Gamers not desensitised by violent video games

The recent row over video game Bulletstorm has resurrected the age-old debate over whether violent video games desensitise players to real-life violence.

A recent study carried out by psychology PhD candidate Holly Bowen seems to show that 'chronic exposure' to violent video games has little or no long-term effect on emotional memory.

In fact, the study discovered that people who played the kind of video games the which Fox News and the Daily Mail like to tell us are responsible for all of society's ills have exactly the opposite effect.

"Emotional long-term memory helps us avoid negative situations," Bowen said in the study. "This has significant implications for public health.

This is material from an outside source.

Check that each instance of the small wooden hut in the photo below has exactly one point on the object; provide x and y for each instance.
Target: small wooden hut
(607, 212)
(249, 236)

For example, if you remember the negative experience of being involved in a bar fight, you will avoid future situations that may lead to an altercation."

The study involved 122 mixed-gender undergraduate students, 45 of whom were gamers with the remainder having no gaming experience at all.

They were shown 150 negative, positive and neutral images and an hour later shown the same material but mixed in with an added 150 'distractor' images in random order.

The students were asked whether or not they had seen each image before.

Previous studies suggested that those who had regularly played violent video games would be less sensitive to the nasty images and would have a reduced memory of them.

In fact the results showed absolutely no difference between the gamers and non-gamers and no differences in self-reported emotional stimuli.

"The findings indicate that long-term emotional memory is not affected by chronic exposure to violent video games," said Bowen.

Bowen and colleagues will be carrying out further studies into the effects of violent video games on young children.